One of the things I listed on the recent wish-list of "taxes" features I want to support in LibQ is multi-user compatibility. What exactly is meant by that? Well, literally, it means the ability to share a single computer with multiple people, and not step on the toes of others.
In practice, it comes down to a game of permissions. In a typical multi-user system (unlike DOS, Windows 1.0-3.1, and Windows 9x, which were fundamentally single-user systems), disk resources are divided among the different users of the computer. Typically there will be one or more administrators, which have access to everything, and a number of individual users, who only have access to a portion of the disk.
In a strict multi-user system like Unix, individual users can only write to files and directories in their partition, called their home directory on Unix (while Windows NT doesn't really promote this idea by name, there is in fact a perfect analog to the home directory). Everything outside this home directory is likely to be read-only, and some of it (system directories, other users' home directories, etc.) may not even be readable to the individual users at all. Each user potentially has access to different directories than other users (this is always the case with home directories, but it may apply to things outside the home directories, as well).

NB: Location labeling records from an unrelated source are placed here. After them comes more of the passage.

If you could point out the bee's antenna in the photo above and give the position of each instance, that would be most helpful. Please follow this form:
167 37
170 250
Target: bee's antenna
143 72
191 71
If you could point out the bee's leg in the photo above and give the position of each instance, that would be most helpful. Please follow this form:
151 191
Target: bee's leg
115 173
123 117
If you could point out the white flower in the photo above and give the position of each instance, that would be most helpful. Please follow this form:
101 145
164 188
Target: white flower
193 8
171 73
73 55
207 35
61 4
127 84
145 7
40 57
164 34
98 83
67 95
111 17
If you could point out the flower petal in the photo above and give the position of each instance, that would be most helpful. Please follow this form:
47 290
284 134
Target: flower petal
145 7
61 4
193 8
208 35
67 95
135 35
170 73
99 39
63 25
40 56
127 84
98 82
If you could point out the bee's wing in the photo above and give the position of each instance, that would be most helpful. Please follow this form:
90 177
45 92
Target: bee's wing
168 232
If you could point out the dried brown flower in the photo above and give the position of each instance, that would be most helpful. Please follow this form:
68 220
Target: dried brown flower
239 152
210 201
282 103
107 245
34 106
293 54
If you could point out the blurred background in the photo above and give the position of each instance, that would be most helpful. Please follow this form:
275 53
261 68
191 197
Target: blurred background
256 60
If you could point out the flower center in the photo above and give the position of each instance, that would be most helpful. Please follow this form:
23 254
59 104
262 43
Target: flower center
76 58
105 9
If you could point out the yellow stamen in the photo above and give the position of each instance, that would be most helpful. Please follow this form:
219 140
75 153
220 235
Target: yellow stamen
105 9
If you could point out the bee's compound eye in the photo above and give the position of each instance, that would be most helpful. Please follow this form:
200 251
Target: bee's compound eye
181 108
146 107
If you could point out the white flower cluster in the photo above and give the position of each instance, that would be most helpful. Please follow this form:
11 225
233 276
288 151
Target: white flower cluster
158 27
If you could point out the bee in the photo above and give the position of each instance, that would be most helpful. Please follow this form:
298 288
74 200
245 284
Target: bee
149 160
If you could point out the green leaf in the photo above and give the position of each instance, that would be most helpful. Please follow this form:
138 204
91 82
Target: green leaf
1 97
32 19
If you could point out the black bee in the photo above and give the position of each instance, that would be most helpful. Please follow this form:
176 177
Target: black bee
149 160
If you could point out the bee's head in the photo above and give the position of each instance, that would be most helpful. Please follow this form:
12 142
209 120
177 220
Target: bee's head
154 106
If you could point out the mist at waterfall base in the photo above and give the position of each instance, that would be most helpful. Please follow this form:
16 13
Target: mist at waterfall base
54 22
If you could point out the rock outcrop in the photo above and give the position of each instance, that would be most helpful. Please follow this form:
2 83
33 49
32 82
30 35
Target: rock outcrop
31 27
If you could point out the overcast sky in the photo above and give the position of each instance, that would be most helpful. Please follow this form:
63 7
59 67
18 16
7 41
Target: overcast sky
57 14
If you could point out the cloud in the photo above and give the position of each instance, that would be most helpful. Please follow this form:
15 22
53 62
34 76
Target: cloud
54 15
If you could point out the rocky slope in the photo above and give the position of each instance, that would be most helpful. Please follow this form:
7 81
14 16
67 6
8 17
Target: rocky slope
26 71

To Unix users and programmers, this system is ancient, as Unix was designed (and operated) this way from day one. However, to Windows users, this is a fairly new concept. As mentioned, DOS, 16-bit Windows, and Windows 9x do not really have the concept of user isolation. Contrary to what most Slashdotters will swear, Windows NT was designed from the beginning to support user isolation; however, NT 3.1-4.0 (3.1 was the first version; it was called 3.1 because its interface was based on the Windows 3.1 shell) were primarily used (on home computers) by hardcore nerds, while Windows 2000 won over the casual geeks, and it wasn't until Windows XP (back in 2001) that the technophobic end user installed NT on their home computer. The end result of this is that, even today, programs that do not work on multi-user systems plague the NT platform, and this is the reason so many NT users run as administrator today.
Where I'm going with this topic is this: learn to write multi-user compatible programs; it is not a useless skill. If you plan to write Unix programs, you're going to have to learn; but even if you're just a Windows coder, it would save people like me a considerable amount of pain if you would still learn how to write programs that play nice.